So if your goal is just hiding the deleted dags from the UI, you can check what do you have as value for deactivate_stale_dags_interval and decrease the value, but if you want to completely delete the dag, you need to do it manually or using a dag which run the manual commands/API request. Then when the network/volume issue is solved, the DagFileProcessorManager will create the dags, and marked them as activated in the Metastore. The answer is no, they are marked as deactivated after deactivate_stale_dags_interval which is 1 min by default, this deactivated/activated notion can solve the first problem I mentioned above, where only the activated dags are visible on the UI.
AIRFLOW DAG BAG LICENSE
Source File: testdagbag.py From airflow with Apache License 2.0.

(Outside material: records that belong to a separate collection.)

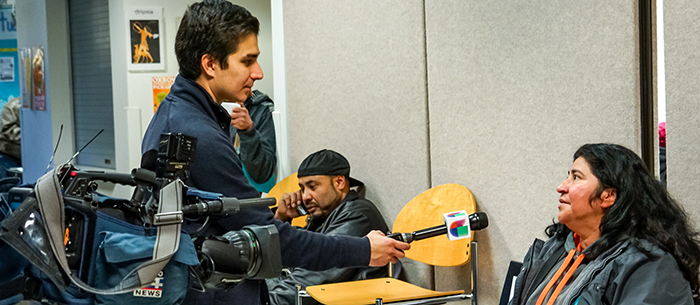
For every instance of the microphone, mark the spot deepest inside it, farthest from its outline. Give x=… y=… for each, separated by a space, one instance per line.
x=226 y=205
x=456 y=227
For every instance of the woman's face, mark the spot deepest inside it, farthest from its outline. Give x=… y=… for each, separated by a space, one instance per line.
x=578 y=209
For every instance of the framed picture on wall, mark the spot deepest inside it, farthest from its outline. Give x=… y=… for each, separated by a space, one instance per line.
x=145 y=38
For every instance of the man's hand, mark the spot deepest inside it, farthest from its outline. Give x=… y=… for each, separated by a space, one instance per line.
x=241 y=119
x=287 y=206
x=384 y=249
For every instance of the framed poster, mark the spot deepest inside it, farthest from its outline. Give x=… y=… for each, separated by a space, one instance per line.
x=38 y=81
x=145 y=38
x=161 y=88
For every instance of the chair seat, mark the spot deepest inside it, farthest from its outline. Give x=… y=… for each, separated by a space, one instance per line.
x=367 y=291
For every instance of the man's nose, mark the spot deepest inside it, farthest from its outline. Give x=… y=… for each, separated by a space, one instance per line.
x=306 y=196
x=563 y=186
x=256 y=72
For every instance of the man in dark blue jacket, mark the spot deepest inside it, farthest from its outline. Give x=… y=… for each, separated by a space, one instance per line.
x=334 y=209
x=217 y=50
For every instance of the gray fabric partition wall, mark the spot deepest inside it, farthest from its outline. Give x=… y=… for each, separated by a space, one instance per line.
x=682 y=47
x=493 y=95
x=356 y=84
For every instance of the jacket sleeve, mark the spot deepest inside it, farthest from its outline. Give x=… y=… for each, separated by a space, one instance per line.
x=351 y=222
x=653 y=281
x=259 y=148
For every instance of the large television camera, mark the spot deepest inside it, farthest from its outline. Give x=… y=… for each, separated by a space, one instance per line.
x=252 y=252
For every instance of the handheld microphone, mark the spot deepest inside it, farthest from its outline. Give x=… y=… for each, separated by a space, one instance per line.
x=226 y=205
x=455 y=229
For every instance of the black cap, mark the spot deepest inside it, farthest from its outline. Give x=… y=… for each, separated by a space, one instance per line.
x=327 y=163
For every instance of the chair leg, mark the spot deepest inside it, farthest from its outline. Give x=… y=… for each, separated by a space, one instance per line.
x=474 y=273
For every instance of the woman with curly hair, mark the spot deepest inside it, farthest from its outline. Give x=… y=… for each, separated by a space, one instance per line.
x=620 y=239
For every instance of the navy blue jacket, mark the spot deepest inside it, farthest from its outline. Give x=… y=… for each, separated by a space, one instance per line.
x=215 y=167
x=258 y=149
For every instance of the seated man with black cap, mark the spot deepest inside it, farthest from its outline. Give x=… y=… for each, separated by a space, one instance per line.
x=334 y=209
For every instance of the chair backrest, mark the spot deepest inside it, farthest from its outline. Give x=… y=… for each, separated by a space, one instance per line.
x=426 y=210
x=288 y=185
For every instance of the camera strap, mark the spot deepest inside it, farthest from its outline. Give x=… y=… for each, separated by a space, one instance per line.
x=168 y=220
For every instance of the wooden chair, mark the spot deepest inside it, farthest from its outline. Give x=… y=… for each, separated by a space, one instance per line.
x=422 y=212
x=287 y=185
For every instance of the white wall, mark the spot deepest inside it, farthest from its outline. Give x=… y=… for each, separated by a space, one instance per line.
x=32 y=30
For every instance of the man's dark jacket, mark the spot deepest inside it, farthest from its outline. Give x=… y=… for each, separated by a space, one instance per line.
x=258 y=149
x=355 y=217
x=215 y=167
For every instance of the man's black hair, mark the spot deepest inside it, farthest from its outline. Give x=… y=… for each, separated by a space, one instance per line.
x=213 y=27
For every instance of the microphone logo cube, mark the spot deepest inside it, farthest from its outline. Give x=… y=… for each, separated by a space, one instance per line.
x=457 y=224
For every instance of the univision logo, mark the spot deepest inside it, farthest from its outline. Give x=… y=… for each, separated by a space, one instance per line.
x=459 y=227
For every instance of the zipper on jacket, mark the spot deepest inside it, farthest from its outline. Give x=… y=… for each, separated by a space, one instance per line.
x=595 y=271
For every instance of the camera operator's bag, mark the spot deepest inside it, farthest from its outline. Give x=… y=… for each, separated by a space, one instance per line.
x=122 y=258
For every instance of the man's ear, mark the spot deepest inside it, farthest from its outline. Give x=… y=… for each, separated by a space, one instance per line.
x=608 y=197
x=339 y=182
x=208 y=63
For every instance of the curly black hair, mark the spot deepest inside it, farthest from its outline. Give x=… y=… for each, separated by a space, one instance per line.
x=643 y=210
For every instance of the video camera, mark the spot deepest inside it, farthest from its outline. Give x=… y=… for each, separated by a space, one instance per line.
x=253 y=252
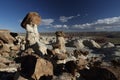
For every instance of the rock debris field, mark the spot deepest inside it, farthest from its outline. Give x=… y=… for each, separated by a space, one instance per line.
x=59 y=57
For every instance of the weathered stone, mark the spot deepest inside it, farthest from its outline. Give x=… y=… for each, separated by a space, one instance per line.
x=35 y=67
x=91 y=44
x=60 y=41
x=31 y=21
x=42 y=68
x=31 y=18
x=6 y=37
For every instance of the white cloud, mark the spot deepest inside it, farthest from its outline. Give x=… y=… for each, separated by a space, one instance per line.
x=47 y=22
x=61 y=26
x=101 y=24
x=65 y=19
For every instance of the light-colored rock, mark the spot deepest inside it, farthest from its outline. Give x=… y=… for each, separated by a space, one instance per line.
x=79 y=44
x=30 y=23
x=60 y=41
x=6 y=37
x=91 y=44
x=32 y=17
x=42 y=68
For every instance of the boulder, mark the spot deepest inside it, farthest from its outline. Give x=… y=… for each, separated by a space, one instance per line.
x=31 y=18
x=79 y=44
x=60 y=41
x=42 y=68
x=35 y=67
x=91 y=44
x=6 y=37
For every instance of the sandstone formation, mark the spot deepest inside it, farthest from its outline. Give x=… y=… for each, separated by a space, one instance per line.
x=60 y=42
x=6 y=37
x=30 y=23
x=31 y=18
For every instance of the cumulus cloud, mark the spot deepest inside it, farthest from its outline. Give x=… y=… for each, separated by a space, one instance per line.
x=47 y=22
x=101 y=24
x=65 y=19
x=60 y=26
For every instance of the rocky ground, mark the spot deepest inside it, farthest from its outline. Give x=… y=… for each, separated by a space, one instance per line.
x=85 y=59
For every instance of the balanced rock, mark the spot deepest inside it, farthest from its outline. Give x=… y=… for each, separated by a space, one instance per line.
x=6 y=37
x=60 y=41
x=31 y=18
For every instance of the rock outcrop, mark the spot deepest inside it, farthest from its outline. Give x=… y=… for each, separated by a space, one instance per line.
x=6 y=37
x=30 y=23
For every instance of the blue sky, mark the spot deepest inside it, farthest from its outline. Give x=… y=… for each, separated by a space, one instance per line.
x=66 y=15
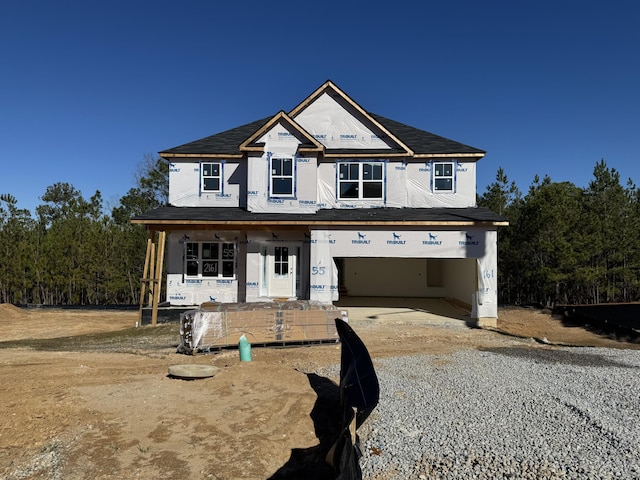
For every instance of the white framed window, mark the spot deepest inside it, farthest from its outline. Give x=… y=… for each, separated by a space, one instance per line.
x=444 y=176
x=210 y=259
x=360 y=180
x=282 y=177
x=211 y=177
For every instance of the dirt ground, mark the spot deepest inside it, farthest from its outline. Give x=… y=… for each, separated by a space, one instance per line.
x=87 y=395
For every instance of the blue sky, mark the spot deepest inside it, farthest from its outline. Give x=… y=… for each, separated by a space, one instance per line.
x=88 y=88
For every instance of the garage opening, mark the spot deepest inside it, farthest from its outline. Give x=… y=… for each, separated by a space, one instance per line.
x=407 y=277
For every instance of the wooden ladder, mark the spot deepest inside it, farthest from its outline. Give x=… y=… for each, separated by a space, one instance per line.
x=151 y=281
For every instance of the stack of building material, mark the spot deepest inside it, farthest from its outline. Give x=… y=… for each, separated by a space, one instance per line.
x=275 y=323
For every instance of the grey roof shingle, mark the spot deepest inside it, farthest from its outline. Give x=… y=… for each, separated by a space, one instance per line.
x=357 y=216
x=227 y=142
x=420 y=141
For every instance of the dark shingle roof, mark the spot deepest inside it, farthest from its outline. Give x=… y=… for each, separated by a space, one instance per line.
x=420 y=141
x=232 y=215
x=226 y=142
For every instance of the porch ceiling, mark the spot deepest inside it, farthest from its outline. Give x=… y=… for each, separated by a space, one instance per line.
x=175 y=218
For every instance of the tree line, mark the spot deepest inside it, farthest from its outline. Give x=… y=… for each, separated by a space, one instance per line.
x=564 y=244
x=72 y=252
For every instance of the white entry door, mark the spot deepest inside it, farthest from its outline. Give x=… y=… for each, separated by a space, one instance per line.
x=281 y=270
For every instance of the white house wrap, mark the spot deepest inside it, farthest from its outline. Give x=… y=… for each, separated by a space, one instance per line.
x=323 y=201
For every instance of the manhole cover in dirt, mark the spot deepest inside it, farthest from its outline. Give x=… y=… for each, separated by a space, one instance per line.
x=192 y=372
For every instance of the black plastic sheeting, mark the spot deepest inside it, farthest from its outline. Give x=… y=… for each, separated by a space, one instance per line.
x=359 y=393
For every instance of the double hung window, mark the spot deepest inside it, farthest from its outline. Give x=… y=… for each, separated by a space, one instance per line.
x=210 y=259
x=360 y=180
x=444 y=176
x=282 y=177
x=211 y=177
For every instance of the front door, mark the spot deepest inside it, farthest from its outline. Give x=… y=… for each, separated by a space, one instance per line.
x=281 y=270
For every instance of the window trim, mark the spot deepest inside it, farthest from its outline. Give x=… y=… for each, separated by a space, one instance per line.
x=361 y=180
x=220 y=177
x=220 y=259
x=270 y=158
x=434 y=177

Each DAG Run is run separately from one another, meaning that you can have many runs of a DAG at the same time. The status of the DAG Run depends on the tasks states. Any time the DAG is executed, a DAG Run is created and all tasks inside it are executed. You can create an hourly dag with a task which fill a dagbag locally, and load the Metastore dagbag, then delete the dags which appear in the Metastore dagbag and not the local dagbag.īut do these removed dags remain visible in the UI? items(): dag dagbag.getdag(dagid) self.assertTrue((path)). A DAG Run is an object representing an instantiation of the DAG in time. Instead, Airflow keeps the data, to let you decide if you want to delete them.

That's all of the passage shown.